Entreprises en Allemagne: Responsabilité du gérant allemand d’une GmbH (SARL de droit allemand) concernant la légalité du modèle économique de la société
La responsabilité du gérant d’une GmbH est également engagée lorsque, dans le cas où la société exerce des activités sans disposer des autorisations requises, ces activités ne font pas partie de son domaine de compétences mais de celui d’un co-gérant. Par principe, un gérant de GmbH est responsable de l’intégralité des actes passés par la société.
L’obligation d’agir avec soin et diligence qui incombe au gérant d’une SARL de droit allemand n’est pas limitée à son domaine de compétences ou à son domaine d’intervention fixé par les statuts ou l’acte de nomination. Il doit en effet s’assurer également de la licéité des opérations effectuées dans les autres domaines de compétences, et notamment du fait que la société dispose des autorisations administratives nécessaires pour ces opérations. Malgré une répartition des domaines de compétences et une limitation pour chaque gérant de ses domaines d’intervention, tous les gérants sont en principe responsables de l’ensemble des opérations effectuées par la société. Un gérant peut se protéger de la mise en œuvre de sa responsabilité s’il est en mesure de démontrer de manière précise et détaillée qu’il a respecté cette obligation et, le cas échéant, qu’il s’est fait conseiller par des spécialistes.
Dans un litige récemment porté devant les tribunaux en Allemagne, une GmbH avait acheté l’assurance-vie d’une tierce personne et un sursis de paiement de plusieurs années avait été accordé pour le règlement du prix de vente. Selon le code monétaire et financier allemand (Kreditwesengesetz - KWG), cette opération constitue une opération de dépôt qui aurait nécessité l’autorisation de l’autorité fédérale allemande de surveillance des activités financières (Bundesanstalt für Finanzdienstleistungsaufsicht - BaFin). La société ne disposait pas d’une telle autorisation. Quand elle s’est retrouvée en situation de cessation de paiements, le demandeur a réclamé au gérant de l’époque des dommages et intérêts pour défaut de paiement. Le gérant s’est défendu en invoquant la répartition des domaines de compétences, arguant que ce n’était pas lui mais son co-gérant qui était responsable du domaine « achat d’assurances-vie », de sorte que sa responsabilité ne pouvait en aucun cas être engagée. En outre, il a invoqué qu’avant la mise en place du modèle économique, il s’était fait suffisamment conseiller et que les avis juridiques qu’il avait reçus confirmaient qu’il ne s’agissait pas d’une opération soumise à autorisation selon le code monétaire et financier allemand.

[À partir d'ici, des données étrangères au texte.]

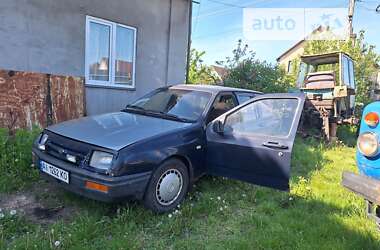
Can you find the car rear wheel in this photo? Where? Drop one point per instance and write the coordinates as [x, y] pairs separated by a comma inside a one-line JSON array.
[[167, 187]]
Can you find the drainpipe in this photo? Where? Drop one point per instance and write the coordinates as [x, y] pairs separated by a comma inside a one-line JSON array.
[[168, 42], [189, 41], [49, 103]]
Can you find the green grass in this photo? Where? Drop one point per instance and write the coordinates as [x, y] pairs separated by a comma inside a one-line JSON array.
[[16, 159], [219, 213]]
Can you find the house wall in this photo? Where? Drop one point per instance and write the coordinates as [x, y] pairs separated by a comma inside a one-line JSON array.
[[293, 54], [49, 37]]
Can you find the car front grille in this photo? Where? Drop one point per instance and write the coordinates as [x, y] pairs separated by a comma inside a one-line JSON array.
[[59, 147]]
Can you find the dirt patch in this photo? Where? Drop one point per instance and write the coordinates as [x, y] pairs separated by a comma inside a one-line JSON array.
[[35, 208]]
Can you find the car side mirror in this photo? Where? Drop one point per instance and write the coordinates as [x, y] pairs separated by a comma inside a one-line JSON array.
[[218, 127]]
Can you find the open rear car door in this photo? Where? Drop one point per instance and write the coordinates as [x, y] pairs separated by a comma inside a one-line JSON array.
[[253, 142]]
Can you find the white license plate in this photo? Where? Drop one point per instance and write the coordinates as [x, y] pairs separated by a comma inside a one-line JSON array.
[[58, 173]]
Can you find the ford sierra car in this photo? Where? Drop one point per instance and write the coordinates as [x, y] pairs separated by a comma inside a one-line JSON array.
[[156, 147]]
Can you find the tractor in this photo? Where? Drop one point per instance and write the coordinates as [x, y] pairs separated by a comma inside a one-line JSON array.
[[328, 82]]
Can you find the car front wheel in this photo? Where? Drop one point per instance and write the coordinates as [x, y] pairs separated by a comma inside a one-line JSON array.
[[167, 187]]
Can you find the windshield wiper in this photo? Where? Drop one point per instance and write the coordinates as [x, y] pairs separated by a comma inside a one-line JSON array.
[[174, 117], [130, 106], [157, 113]]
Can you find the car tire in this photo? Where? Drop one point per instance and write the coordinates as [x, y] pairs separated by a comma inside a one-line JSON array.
[[168, 186]]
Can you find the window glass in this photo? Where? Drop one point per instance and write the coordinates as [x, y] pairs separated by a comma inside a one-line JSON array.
[[124, 55], [99, 51], [221, 105], [290, 66], [243, 97], [183, 103], [270, 117], [110, 53], [302, 75]]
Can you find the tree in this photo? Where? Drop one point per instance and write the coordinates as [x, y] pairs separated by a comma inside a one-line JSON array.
[[365, 59], [245, 71], [198, 72]]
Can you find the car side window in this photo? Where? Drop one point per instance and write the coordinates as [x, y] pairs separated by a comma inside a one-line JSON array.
[[243, 97], [268, 117], [222, 104]]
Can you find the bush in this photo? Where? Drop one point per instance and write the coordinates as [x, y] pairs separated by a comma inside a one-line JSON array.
[[245, 71], [16, 159]]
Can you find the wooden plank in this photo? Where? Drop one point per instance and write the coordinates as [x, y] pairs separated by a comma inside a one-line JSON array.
[[23, 101]]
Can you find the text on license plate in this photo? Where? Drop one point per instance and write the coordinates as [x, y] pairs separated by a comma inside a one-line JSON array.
[[58, 173]]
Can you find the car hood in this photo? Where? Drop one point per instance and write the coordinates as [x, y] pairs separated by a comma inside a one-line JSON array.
[[115, 130]]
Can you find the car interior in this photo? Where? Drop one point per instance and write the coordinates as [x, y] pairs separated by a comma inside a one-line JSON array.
[[222, 104]]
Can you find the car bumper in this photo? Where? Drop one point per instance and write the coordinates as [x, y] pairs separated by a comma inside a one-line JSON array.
[[362, 185], [119, 188]]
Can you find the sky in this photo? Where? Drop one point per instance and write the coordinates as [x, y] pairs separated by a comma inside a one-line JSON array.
[[217, 25]]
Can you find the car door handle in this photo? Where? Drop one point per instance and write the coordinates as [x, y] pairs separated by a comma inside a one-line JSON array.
[[275, 145]]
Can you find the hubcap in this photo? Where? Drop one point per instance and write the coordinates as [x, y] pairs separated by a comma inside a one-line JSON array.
[[169, 187]]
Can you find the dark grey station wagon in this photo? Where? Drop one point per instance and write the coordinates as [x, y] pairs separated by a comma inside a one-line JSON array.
[[156, 147]]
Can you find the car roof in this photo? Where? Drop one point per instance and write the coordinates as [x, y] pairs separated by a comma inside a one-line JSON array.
[[212, 88]]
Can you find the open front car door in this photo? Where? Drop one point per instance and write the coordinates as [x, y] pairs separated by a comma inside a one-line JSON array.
[[253, 142]]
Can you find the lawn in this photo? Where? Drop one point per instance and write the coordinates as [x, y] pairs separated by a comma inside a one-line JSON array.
[[218, 213]]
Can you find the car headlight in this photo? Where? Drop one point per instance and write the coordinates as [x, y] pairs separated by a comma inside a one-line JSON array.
[[368, 144], [101, 160]]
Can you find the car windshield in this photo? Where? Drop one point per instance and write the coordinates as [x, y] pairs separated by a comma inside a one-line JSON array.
[[180, 103]]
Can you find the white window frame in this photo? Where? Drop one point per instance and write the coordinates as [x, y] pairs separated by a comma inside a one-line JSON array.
[[112, 54]]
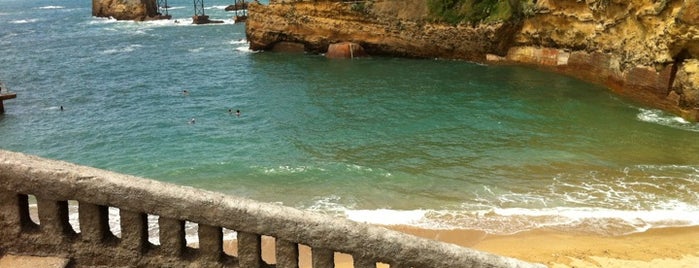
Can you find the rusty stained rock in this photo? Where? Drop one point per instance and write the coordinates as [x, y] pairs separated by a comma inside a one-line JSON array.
[[345, 50]]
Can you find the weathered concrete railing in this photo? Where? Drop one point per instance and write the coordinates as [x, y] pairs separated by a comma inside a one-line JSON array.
[[54, 183]]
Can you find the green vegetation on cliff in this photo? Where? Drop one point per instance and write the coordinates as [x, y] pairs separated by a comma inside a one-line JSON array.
[[476, 11]]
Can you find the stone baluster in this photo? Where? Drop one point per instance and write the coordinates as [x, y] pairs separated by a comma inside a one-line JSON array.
[[172, 236], [322, 258], [210, 242], [363, 262], [14, 213], [53, 220], [249, 250], [94, 223], [134, 231], [287, 254]]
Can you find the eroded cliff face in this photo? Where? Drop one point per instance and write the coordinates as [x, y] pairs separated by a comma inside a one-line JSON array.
[[316, 25], [641, 48], [126, 9], [644, 49]]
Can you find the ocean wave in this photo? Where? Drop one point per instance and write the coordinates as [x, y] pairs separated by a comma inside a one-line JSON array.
[[239, 42], [127, 49], [504, 221], [665, 119], [24, 21], [288, 169], [52, 7], [216, 7]]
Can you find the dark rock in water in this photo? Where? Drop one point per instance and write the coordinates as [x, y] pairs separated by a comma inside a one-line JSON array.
[[138, 10], [204, 20], [237, 6], [345, 50], [237, 19]]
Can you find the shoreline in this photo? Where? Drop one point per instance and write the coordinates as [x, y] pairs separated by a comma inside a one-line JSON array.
[[670, 247]]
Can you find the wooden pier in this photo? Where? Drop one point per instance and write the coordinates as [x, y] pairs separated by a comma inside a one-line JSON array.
[[3, 97]]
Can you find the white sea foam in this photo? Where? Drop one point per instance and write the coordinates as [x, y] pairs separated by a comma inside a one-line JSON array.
[[216, 7], [99, 20], [239, 42], [24, 21], [514, 220], [665, 119], [127, 49], [52, 7]]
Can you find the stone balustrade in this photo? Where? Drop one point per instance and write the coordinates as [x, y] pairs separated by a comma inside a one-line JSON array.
[[54, 183]]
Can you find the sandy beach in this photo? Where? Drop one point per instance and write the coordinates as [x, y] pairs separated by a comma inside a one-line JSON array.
[[665, 247]]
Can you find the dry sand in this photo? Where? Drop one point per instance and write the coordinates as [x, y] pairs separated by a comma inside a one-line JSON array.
[[665, 247]]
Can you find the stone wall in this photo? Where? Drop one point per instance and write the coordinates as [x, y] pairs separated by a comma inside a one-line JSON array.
[[55, 183]]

Les juges ont considéré qu’une répartition des domaines de compétence ne libérait pas le gérant de sa responsabilité fondée sur l’obligation de vérifier s’il fallait ou non demander d’éventuelles autorisations en vue de la mise en place de ce modèle économique avant de le valider. Cette vérification faisait partie de son obligation d’exercer son activité de gérance en commerçant prudent et avisé (art. 43 al. 1 GmbHG – loi allemande sur les sociétés à responsabilité limitée).
L’argument du gérant selon lequel il aurait, avant la mise en place du modèle économique, demandé conseil auprès d’un cabinet d’avocats a certes été jugé pertinent sur le plan juridique par le tribunal, mais ce dernier a considéré que, concrètement, le gérant n’avait pas suffisamment prouvé ses dires. Le tribunal s’est référé à une autre procédure engagée en parallèle à l’encontre d’une société-sœur de la GmbH dans le cadre de laquelle le cabinet d’avocats auprès duquel le gérant de la GmbH s’était renseigné selon ses dires avait informé la gérance de la société-sœur du fait que toute modification dans la rédaction des contrats était soumise à autorisation (voir arrêt du tribunal régional supérieur de Francfort/Main : OLG Frankfurt, Urteil v. 14.10.2016, Az.: 10 U 64/16, ZIP 2017, 179).